La justice française a ouvert, mardi, la possibilité d'une quatrième candidature de Marine Le Pen à la présidentielle, mais des conditions strictes s'appliquent. En effet, la présidente du Rassemblement National (RN) pourrait être contrainte de mener sa campagne avec un bracelet électronique en raison de sa condamnation, révélant ainsi un paradoxe saisissant dans la politique française.
Lors de l'audience, la présidente de la cour d'appel a décrit les « faits graves » ayant conduit à la condamnation de Le Pen à trois ans de prison, dont un an ferme, à purger à domicile sous surveillance électronique. Cette situation, évoquée par des médias tels que Le Monde, représente un obstacle majeur pour la candidate.
Bien que la cour ait considérablement réduit la période d'inéligibilité de Le Pen à 45 mois, dont 30 avec sursis, un recours en cassation ne semblerait pas dans son intérêt car cela ne ferait qu'accentuer son statut pénal définitif. Pour l'heure, Marine Le Pen, âgée de 57 ans, envisage sa campagne pour la présidentielle des 18 avril et 2 mai 2027, tout en étant lourdement affectée par cette nouvelle contrainte du bracelet électronique.
Avant cette décision, elle avait publiquement exprimé son scepticisme quant à la faisabilité de sa campagne dans de telles conditions. Actuellement, elle s'exprime sur les ondes du journal télévisé de TF1, soulignant ses préoccupations pour l’avenir.
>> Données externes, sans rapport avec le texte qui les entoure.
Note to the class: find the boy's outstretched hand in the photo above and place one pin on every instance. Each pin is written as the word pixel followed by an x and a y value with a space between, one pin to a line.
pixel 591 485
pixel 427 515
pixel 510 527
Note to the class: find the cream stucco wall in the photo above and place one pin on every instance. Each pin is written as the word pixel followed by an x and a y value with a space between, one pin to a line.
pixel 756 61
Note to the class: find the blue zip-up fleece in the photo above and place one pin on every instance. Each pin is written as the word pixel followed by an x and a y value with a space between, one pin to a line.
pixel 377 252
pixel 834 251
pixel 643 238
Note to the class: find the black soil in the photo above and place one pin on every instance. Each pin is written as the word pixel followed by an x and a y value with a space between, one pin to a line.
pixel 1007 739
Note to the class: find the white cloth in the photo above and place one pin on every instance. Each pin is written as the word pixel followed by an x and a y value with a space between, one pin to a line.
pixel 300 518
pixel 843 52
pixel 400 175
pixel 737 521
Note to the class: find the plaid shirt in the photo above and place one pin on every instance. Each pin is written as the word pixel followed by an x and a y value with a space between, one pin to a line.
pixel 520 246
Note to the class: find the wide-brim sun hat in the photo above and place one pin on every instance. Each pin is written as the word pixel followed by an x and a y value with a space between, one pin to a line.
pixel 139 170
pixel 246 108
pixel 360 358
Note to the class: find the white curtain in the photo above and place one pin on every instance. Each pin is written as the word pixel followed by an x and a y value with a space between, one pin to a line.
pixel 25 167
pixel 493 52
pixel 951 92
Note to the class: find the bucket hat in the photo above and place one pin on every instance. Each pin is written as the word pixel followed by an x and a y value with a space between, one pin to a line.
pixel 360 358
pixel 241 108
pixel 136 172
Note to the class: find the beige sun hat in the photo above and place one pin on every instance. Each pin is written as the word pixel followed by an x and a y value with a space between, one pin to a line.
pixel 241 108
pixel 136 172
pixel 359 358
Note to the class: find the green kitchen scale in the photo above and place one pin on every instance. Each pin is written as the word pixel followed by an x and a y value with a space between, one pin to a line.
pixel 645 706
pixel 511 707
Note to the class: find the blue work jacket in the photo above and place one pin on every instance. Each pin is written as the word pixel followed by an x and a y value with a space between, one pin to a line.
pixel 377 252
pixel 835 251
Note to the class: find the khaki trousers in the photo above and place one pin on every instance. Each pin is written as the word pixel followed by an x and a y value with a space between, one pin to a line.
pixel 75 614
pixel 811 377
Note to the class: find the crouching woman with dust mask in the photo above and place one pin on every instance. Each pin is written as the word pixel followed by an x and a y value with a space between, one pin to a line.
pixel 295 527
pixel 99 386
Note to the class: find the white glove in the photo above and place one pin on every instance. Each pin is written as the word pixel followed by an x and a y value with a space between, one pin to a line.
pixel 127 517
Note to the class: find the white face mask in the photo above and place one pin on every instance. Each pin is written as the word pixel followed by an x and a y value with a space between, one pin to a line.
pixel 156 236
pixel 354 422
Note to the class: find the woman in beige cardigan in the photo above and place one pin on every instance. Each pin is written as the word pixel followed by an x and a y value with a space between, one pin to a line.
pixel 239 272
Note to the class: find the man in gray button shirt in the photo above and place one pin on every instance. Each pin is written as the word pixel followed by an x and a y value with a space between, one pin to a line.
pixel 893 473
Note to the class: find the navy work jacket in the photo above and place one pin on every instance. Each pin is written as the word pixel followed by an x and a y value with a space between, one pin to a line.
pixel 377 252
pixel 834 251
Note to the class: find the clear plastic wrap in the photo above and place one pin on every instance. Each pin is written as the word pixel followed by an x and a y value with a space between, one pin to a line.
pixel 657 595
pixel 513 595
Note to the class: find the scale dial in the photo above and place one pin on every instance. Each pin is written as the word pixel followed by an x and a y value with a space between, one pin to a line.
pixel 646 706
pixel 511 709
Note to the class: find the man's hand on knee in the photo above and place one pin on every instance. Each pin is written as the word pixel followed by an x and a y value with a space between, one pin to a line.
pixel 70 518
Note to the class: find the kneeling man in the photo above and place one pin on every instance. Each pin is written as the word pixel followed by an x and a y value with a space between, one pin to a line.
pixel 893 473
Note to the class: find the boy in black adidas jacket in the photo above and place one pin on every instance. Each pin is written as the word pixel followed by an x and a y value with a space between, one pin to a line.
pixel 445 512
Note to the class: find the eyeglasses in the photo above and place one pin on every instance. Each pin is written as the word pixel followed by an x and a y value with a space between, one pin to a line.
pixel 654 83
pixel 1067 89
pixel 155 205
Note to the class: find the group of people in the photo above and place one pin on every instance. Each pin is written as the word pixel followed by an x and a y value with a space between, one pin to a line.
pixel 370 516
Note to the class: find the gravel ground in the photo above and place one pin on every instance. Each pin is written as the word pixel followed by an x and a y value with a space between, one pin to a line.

Malgré deux échecs aux secondes tours des élections de 2017 et 2022 contre Emmanuel Macron, les sondages positionnent Marine Le Pen comme une potentielle favorite, soutenue par une stratégie de « dédiabolisation » qu'elle a initiée depuis qu'elle a pris la tête du RN il y a quinze ans. Même si des rumeurs évoquent la possibilité d'un remplacement par son adjoint Jordan Bardella, les résultats des sondages indiquent que le RN reste bien au-dessus de 30 % des intentions de vote, indépendamment du leader.
« Nous ne nous découragerons jamais, nous lutterons toujours, nous irons jusqu'au bout, jusqu'à la victoire », déclarait récemment Marine Le Pen, évoquant sa détermination lors d'un meeting à Liévin, dans le Pas-de-Calais, comme le rapportent des sources locales.
Condamnée l'an dernier à quatre ans, dont deux avec sursis, cette affaire soulève des interrogations cruciales sur l'avenir politique de Le Pen. Malgré la décision en appel, qui a atténué certaines de ses peines, elle continue à affirmer son innocence, soutenant qu'elle n'a pas déployé de « système » frauduleux entre 2014 et 2016.
Durant le processus, les magistrats ont examiné si elle était coupable de détournement de fonds publics, concluant que les eurodéputés du RN avaient employé des assistants dont les activités profitaient uniquement au parti. L'accusation a évoqué une méthode d'organisation qui a évolué au fil des ans, d’une première approche « artisanale » à la professionnalisation sous la direction de Le Pen elle-même.
Au final, la cour d'appel a décidé de créer un précédent en ne lui interdisant pas de se présenter aux élections de 2027, même si le parquet a encore la possibilité de contester cette décision en cassation dans les dix jours.